Modernisation des outils

Dématérialisation des procédures, développement du “procès verbal
électronique“, de la visioconférence (3M€), de la “pré-plainte en ligne”
et des “bornes de visiophonie” à l’entrée des brigades de gendarmerie
(8M€), déploiement de “lecteurs biométriques multifonctions pour
contrôler les nouveaux titres sécurisés électroniques“, et d’une “carte
professionnelle à puce multifonctions” (9M€)… la modernisation des
systèmes d’information et de communication (46M€) et des capacités de
communication opérationnelle (34M€) devrait de son côté recevoir
quelques 163 millions d’euros.

À ce titre, on soulignera le coût de l’installation de terminaux
informatiques embarqués “afin de permettre notamment la consultation des
fichiers à distance” dans 6 500 véhicules et 500 motocyclettes de la
gendarmerie (32M€), et l’interconnexion (pour 17M€) du système
d’information de la Justice et du fichier Ariane (Système d’application
de rapprochement, d’identification et d’analyse pour les enquêteurs),
créé pour fusionné les très critiqués fichiers STIC de la police (28M de
victimes, 5,5 M de “suspects“) et JUDEX de la gendarmerie (2,15M de
“suspects“).

Paradoxalement, cela pourrait peut-ĂŞtre permettre de corriger nombre
d’erreurs présentes dans ces fichiers : la CNIL avait révélé, l’an
passé, que plus d’un million de personnes, blanchies par la justice ces
trois dernières années, y sont toujours fichées comme “suspectes” par la
police, faute d’avoir été mises à jour (voir Le quart des 58 fichiers
policiers est hors la loi et En 2008, la CNIL a constaté 83% d’erreurs
dans les fichiers policiers).

Les services de police technique et scientifiques (les fameux “experts“)
ne sont pas oubliés : “kits salivaires” de dépistage des stupéfiants,
“éthylotests électroniques“, développement de systèmes IMSI catcher
(fausses bornes GSM qui permettent d’écouter et de localiser en temps
réel les téléphones portables), “loupes rétro-éclairantes” et
“microscopes stéréoscopiques“, création d’un fichier de rapprochement et
d’analyse criminelle… 110 millions d’euros seront consacrés au
développement des capacités d’investigation technologique, de lutte
contre la cybercriminalité ou de lutte anti-terroriste.

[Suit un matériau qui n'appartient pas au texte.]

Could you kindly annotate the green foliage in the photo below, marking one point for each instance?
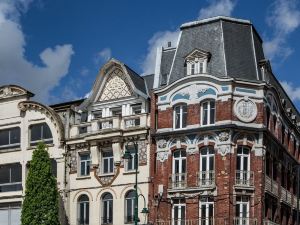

Autant d’hommes mais des supers-flics

Si la LOPPSI 2 ne prévoit pas d’augmenter les effectifs de la police et
de la gendarmerie, elle consacre néanmoins 155 millions d’euros à
l’amélioration de ses équipements, véhicules et armements : lunettes de
protection, gilets tactiques et pare-balles (24M€), cinémomètres LASER
de nouvelle génération “permettant d’effectuer des mesures de vitesse
sous de mauvaises conditions météorologiques” (5M€), jumelles de vision
nocturnes “pour optimiser les moyens aériens” (1M€), acquisition
d’”armes légères de défense” (6M€), de lanceurs de 40 mm et de pistolets
à impulsion électrique (2M€), mais également de “lanceurs d’eau” (3M€)…

La sécurité civile n’est pas oubliée, la LOPPSI2 prévoyant d’y consacrer
131 millions d’euros, afin de contribuer au développement des capacités
de réponse à la menace nucléaire, radiologique, biologique et chimique
(NRBC), du système de prévision des tsunamis, de l’acquisition
d’hélicoptères outre-mer, mais également de la modernisation du “système
d’alerte des populations” qui, “datant de 1950 et qui repose sur environ
4 300 sirènes, dont 3 900 sont en état de marche, est obsolète“, et qui
sera remplacé par un système reposant sur “les technologies les plus
modernes, comme l’envoi de messages SMS“, à l’horizon 2013.

Au total, ce sont donc au moins quelques 631 millions d’euros qui seront
investis, dans les cinq prochaines années, en technologies et
équipements de contrôle, de surveillance et de maintien de l’ordre. “Au
moins” parce que le rapport parlementaire ne rentre pas dans les
détails, et que l’on ne sait pas non plus encore combien coûteront les
caméras de vidéosurveillance imposées par les préfets dans les mairies
récalcitrantes, pas plus que le filtrage de l’internet, l’allongement de
la durée des écoutes téléphoniques, les mouchards informatiques, etc.